The petite young woman says she doesn’t go out much anymore and has lost a lot of her old friends.
“ The friends I did Oxy with dropped me pretty fast after I gave it up,” she chuckles. “ They don’t want to have any more to do with me. In fact they think I am nuts for admitting that I was addicted to it. Most of them think they can quit whenever they want, I did too, but I found out differently.”
“I seldom go out anymore anyway,” she adds. “I never go to bars or parties. I’m at home most of the time with my parents or with my boyfriend’s parents. They always know where I am. I have to rebuild their trust in me.”
But not all her friends have deserted her. Over the past four months she has rekindled friendships with some of the girls she hung out with when she was in high school.
“ They were shocked when they found out I was doing Oxy because I was not a person who they, or anyone else, would expect to get involved with drugs,” she says, her voice cracking with emotion. “Although they were very disappointed, they rallied around me and are supporting me through my treatment. They even drove me to Paradise for my appointment with Dr. White.”
Meanwhile Penney says she is just one of hundreds of young people in the Conception Bay North area addicted to OxyContin.
“ There’re many young people like me taking Oxy and their parents don’t have a clue they’re doing it,” she says. “ Just because someone is from a good home and has a good life doesn’t mean they can’t become an addict. In fact quite often they’re the ones who are into the drugs the most, because they’re the ones who can afford it.”
According to Penney many of the drug dealers in the area are from affluent homes.
“People around here would be surprised at who is selling drugs. They also be surprised at who is using drugs on a regular basis,” she says.
According to Penney drug dealers in the area are a dime a dozen, but the drugs they are selling are making them rich.
“An 80 mg Oxy pill will run about $80,” she said. “ They’re making a fortune off people like me who are addicts. And the prime areas for sell- ing the drugs are behind the Trinity Conception Mall, on the parking lot of the United Church and in by the tennis courts, next to the Carbonear Pool. However it’s no trouble to contact a dealer. I had 56 phone numbers on my old cell phone and when I went to transfer my contacts to a new phone only four numbers were for people who were not connected in some manner to drugs. The rest, the other 52 numbers, were for dealers or people who connected to the dealers.”
After she quit taking OxyContin Penney owed her dealers a lot of money, but has since paid them off.
“I sold my computers and gave them that money and paid the rest in dribs and drabs,” she said. “I just didn’t want them hounding me. I wanted a fresh start.”
That fresh start includes starting school at a post-secondary institution this week.
“I am so excited to be starting school, getting a good trade and starting my life over,” says Penney. “I am so grateful for this second chance.”
She says she takes her life and the methadone treatment program day by day.
“I’m stronger now and I know I am done with the oxy forever,” she says while tossing her shiny dark hair over her shoulder.
“However once an addict, always an addict, I really believe that. Nevertheless I’m a whole different person now than I was four months ago.

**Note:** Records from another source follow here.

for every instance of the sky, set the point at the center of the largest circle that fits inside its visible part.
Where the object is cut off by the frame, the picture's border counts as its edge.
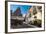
(24, 8)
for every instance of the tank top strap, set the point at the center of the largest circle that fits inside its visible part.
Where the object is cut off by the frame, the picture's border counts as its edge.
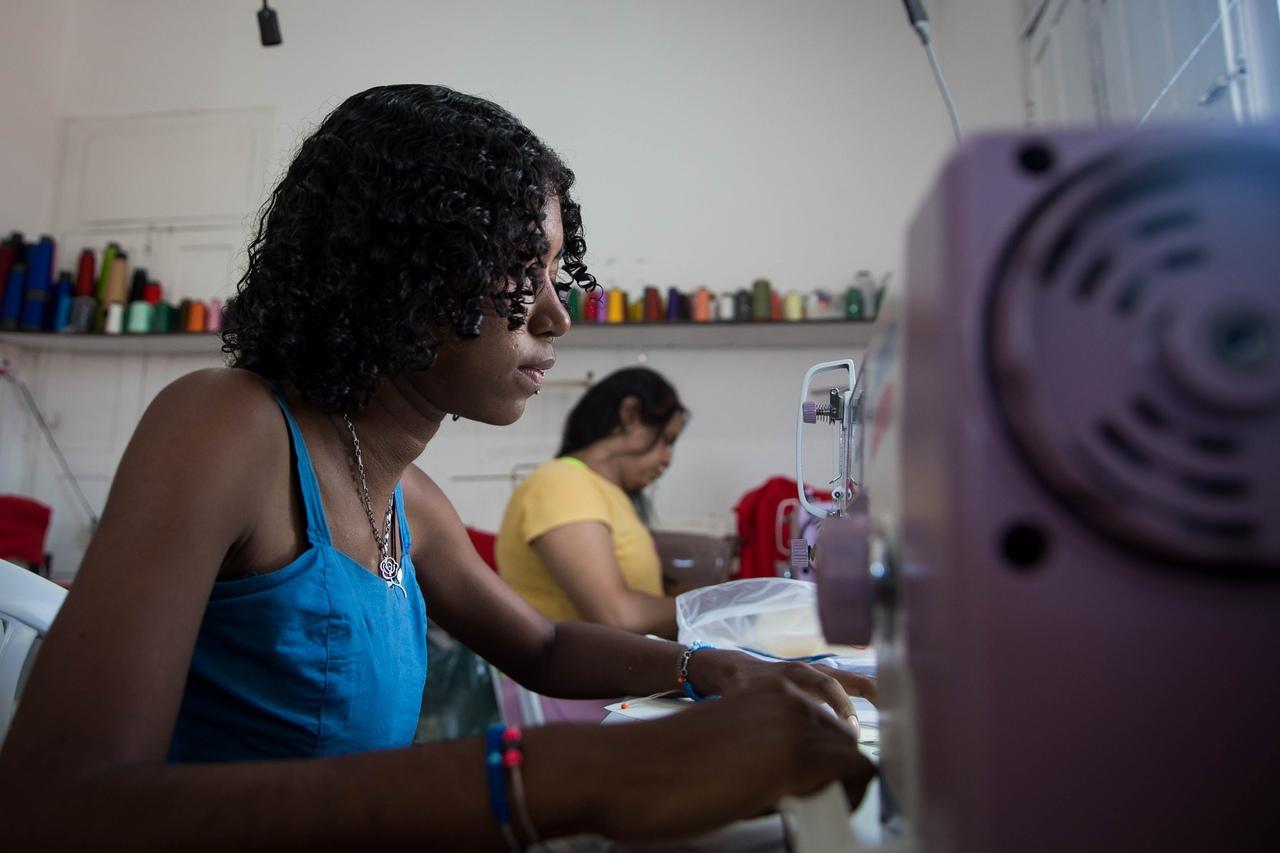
(406, 539)
(318, 525)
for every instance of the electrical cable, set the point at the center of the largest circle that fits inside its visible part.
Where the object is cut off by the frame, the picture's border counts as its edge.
(919, 21)
(1187, 63)
(7, 372)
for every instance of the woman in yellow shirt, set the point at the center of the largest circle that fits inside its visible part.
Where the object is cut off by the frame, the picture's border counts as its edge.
(571, 542)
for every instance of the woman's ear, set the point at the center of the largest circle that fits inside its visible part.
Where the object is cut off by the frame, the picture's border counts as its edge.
(629, 413)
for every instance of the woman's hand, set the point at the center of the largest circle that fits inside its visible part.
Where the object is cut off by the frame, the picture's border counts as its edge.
(725, 673)
(730, 760)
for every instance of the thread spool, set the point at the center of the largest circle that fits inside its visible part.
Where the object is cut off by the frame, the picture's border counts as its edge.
(161, 320)
(83, 308)
(653, 309)
(196, 316)
(62, 315)
(672, 304)
(854, 304)
(725, 308)
(574, 304)
(792, 306)
(617, 306)
(108, 265)
(700, 305)
(8, 252)
(819, 306)
(138, 284)
(85, 273)
(13, 297)
(39, 299)
(760, 306)
(214, 318)
(114, 320)
(138, 318)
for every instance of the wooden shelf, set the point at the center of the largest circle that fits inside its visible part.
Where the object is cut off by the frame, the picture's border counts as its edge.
(192, 342)
(631, 336)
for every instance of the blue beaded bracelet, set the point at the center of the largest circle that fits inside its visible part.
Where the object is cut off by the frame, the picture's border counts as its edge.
(497, 776)
(682, 674)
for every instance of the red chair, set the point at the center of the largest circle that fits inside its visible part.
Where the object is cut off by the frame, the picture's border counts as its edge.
(484, 546)
(23, 527)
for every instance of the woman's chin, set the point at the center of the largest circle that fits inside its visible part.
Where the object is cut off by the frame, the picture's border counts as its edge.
(499, 415)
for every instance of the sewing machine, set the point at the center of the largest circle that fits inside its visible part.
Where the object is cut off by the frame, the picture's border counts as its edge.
(1061, 520)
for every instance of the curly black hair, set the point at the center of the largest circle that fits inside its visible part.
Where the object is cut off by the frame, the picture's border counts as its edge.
(408, 214)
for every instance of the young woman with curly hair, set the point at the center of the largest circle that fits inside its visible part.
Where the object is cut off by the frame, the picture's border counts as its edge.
(241, 660)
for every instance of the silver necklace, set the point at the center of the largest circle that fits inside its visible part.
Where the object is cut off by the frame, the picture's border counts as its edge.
(389, 570)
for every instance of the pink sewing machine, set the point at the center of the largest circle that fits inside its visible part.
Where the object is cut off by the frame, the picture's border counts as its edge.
(1066, 537)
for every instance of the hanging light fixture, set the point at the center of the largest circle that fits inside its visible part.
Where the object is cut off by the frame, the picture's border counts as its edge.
(269, 26)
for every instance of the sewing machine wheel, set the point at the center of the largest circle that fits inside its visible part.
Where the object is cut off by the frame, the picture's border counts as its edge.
(1134, 347)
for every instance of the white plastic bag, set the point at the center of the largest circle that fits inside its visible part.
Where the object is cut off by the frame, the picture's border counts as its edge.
(772, 615)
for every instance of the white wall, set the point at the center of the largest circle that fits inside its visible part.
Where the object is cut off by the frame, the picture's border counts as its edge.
(714, 141)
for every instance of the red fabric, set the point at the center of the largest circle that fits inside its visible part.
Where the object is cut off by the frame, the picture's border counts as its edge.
(757, 527)
(484, 544)
(23, 524)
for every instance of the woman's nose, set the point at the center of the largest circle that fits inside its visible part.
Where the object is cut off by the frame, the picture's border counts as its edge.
(548, 315)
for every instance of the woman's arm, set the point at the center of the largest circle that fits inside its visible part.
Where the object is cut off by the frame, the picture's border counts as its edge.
(574, 660)
(580, 559)
(83, 763)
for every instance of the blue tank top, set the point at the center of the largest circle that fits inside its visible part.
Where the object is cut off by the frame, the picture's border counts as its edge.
(316, 658)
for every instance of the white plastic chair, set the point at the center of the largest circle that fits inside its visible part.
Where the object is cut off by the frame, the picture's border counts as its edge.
(27, 607)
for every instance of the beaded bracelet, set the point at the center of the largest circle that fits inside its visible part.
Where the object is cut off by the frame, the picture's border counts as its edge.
(512, 757)
(682, 673)
(494, 771)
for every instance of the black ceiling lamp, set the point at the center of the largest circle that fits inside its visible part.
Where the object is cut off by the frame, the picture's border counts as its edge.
(269, 26)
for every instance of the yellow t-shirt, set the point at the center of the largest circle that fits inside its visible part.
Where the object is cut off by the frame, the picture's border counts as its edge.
(561, 492)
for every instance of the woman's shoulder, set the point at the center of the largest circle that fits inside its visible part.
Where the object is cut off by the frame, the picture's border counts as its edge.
(557, 474)
(218, 405)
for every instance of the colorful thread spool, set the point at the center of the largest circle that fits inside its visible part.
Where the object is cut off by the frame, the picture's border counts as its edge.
(138, 318)
(854, 304)
(653, 310)
(672, 304)
(63, 300)
(702, 305)
(196, 316)
(214, 318)
(617, 306)
(114, 320)
(8, 258)
(39, 297)
(792, 306)
(760, 291)
(819, 306)
(574, 304)
(104, 281)
(85, 273)
(13, 296)
(725, 308)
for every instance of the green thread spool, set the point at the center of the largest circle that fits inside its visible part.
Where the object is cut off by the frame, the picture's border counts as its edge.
(853, 304)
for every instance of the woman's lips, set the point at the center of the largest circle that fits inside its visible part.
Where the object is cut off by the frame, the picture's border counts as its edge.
(534, 375)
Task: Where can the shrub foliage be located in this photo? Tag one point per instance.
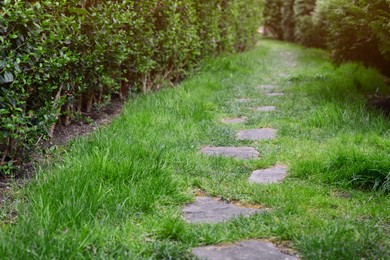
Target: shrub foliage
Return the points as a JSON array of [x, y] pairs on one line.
[[352, 30], [59, 59]]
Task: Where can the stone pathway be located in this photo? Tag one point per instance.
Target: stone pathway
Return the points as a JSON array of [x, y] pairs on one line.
[[211, 210], [244, 250], [265, 108], [243, 152], [256, 134], [269, 87], [236, 120], [271, 175], [275, 94]]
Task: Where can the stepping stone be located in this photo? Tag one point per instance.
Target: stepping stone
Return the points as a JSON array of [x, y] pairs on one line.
[[234, 120], [243, 152], [267, 176], [244, 250], [275, 94], [256, 134], [243, 100], [265, 108], [267, 87], [211, 210]]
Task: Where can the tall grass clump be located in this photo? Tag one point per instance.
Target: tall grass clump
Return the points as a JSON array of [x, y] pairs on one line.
[[61, 60], [354, 134]]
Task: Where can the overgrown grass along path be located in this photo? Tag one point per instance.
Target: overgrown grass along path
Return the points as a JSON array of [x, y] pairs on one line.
[[119, 192]]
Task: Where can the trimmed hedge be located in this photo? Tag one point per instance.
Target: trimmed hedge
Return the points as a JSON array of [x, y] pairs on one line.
[[60, 59], [352, 30]]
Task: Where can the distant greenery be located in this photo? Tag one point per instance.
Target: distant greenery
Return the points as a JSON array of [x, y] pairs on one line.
[[351, 30], [59, 59], [118, 193]]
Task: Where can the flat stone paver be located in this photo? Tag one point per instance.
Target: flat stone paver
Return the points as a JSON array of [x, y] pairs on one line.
[[256, 134], [243, 100], [211, 210], [267, 176], [242, 152], [275, 94], [265, 108], [236, 120], [244, 250], [267, 86]]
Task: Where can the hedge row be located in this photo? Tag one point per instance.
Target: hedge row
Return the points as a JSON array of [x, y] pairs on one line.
[[59, 59], [352, 30]]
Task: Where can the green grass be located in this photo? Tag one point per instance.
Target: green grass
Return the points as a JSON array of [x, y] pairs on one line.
[[119, 192]]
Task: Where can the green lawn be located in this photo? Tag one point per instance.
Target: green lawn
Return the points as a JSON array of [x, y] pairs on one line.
[[119, 192]]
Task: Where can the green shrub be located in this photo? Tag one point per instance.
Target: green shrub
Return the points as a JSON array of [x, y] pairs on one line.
[[358, 31], [288, 20], [59, 59], [273, 18]]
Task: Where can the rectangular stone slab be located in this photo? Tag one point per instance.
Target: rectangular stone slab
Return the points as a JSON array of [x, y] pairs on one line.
[[267, 176], [256, 134], [265, 108], [244, 250], [236, 152]]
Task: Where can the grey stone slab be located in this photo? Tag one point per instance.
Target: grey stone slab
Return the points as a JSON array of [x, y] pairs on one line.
[[236, 120], [275, 94], [242, 152], [244, 250], [244, 100], [271, 175], [265, 108], [256, 134], [211, 210]]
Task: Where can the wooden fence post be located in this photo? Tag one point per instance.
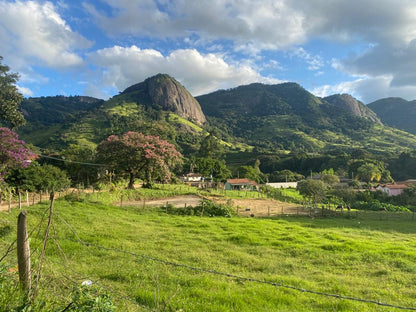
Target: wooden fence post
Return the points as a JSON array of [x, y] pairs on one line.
[[10, 201], [23, 252], [45, 241], [19, 193], [202, 210]]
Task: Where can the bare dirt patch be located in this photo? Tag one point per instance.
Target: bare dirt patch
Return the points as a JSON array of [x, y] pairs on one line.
[[262, 207], [178, 201]]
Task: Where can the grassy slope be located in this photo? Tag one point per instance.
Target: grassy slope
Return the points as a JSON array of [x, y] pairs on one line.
[[371, 259]]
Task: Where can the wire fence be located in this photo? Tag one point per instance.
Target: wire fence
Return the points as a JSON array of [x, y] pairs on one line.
[[65, 263]]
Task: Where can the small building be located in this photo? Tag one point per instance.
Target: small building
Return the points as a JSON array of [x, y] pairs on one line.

Now I have my conscience back.”
RECOVERING - Penney, a recovering OxyContin addict from Conception Bay North, doesn’t fit the profile of what many believe qualifies as a drug user. The 110-pound articulate young woman was never abused, grew up in a loving family and never did drugs as a teen.
METHADONE TREATMENT - Methadone, known as juice or meth, belongs to the opioid family of drugs and is used to treat dependence on other drugs such as heroin, codeine, morphine and OxyContin. When taken as prescribed methadone is safe, but when bought off the street and taken by someone it is not prescribed for, it can be lethal.